Die Befragten für unsere Studie haben wir mittels Ausschreibungen in den Sozialen Medien sowie über eigene Kontakte gefunden. Wir haben nach Menschen gesucht, die sich selbst als betroffen von PG und als betroffen von pB sowie als linkspolitisch aktiv empfinden. Wir haben drei Menschen befragt. Von ihnen identifizieren sich zwei Menschen als weiblich und eine Person als männlich, keine*r von ihnen hat einen gelesenen Migrationshintergrund. Sowohl die Kontexte, als auch die Art der Erfahrungen mit PG und die pB unterscheiden sich, obwohl es Schnittmengen gibt. Mittels qualitativer Leitfadeninterviews haben wir schließlich unsere Daten erhoben, die wir anschließend mit der Methode der inhaltlich strukturierenden qualitativen Inhaltsanalyse ausgewertet haben (vgl. Kuckartz/Rädiker 2022).
Zwischen den Erzählungen von PG und Erzählungen von pB in den Transkripten gibt es sehr große Überschneidungen. Ein starker Zusammenhang ist dadurch bestätigt. Des Weiteren sind alle Befragten durch ihre PG-Erfahrung stark psychisch belastet. Spezifisch das Zusammenwirken der beiden Belastungen ist im Alltag stark einschränkend. Für alle Befragten war zudem ein Gefühl von Ohnmacht zentral, das sie gegenüber einzelnen Polizist*innen, der Institution Polizei und auch gegenüber ihrer eigenen Belastung empfinden. In Foucaults Sinne manifestiert sich das Machtgefälle im Empfinden der Betroffenen immer wieder, was zusätzlich belastend ist (vgl. Foucault 2021). Durch die PG-Erfahrung bricht zudem ihr Vertrauen in die Menschlichkeit des Gegenübers, wodurch die Belastung eigentlich erst ausgelöst und in der Folge auch schwer zu verarbeiten wird. Die Betroffenen beschreiben weiter, dass sie mit doppelter Stigmatisierung für ihre beiden Betroffenheiten zu kämpfen haben, was einer sekundären Viktimisierung nach Mohr entspricht. Hinzu kommt, dass es keine Hilfsangebote für die Betroffenen gibt, die ihrer speziellen Situation gerecht werden. Auch dies ist eine zusätzliche Belastung.
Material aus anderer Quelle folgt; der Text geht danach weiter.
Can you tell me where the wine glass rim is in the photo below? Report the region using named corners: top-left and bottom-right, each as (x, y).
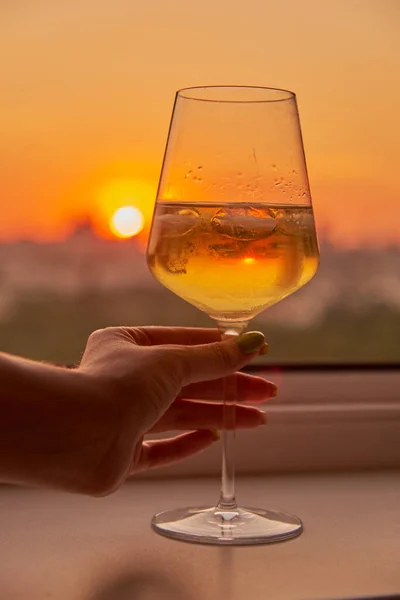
top-left (176, 85), bottom-right (296, 104)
Es lässt sich festhalten, dass PG massive, sehr einschränkende psychische Folgen für Betroffene hat. Die Betroffenen empfinden sich als ohnmächtig und werden stigmatisiert, während sie gleichzeitig keinerlei Anlaufstellen haben. Mehr Forschung auf diesem Gebiet, die die Perspektive der Betroffenen und die eklatanten Versorgungslücken in den Fokus stellt, ist dringend notwendig.
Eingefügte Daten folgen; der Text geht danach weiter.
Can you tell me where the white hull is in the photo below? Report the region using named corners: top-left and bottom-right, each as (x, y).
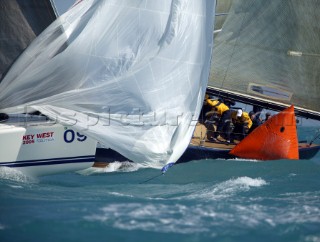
top-left (0, 116), bottom-right (97, 176)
Interessenkonflikte: Wir sind beide selbst linkspolitisch aktiv und standen der Institution Polizei schon vor dieser Studie kritisch gegenüber. Teilweise haben wir selbst schon Erfahrungen mit Polizeigewalt und mit psychischer Belastung gemacht.
Die Autoren geben an, dass kein Ethikvotum erforderlich ist.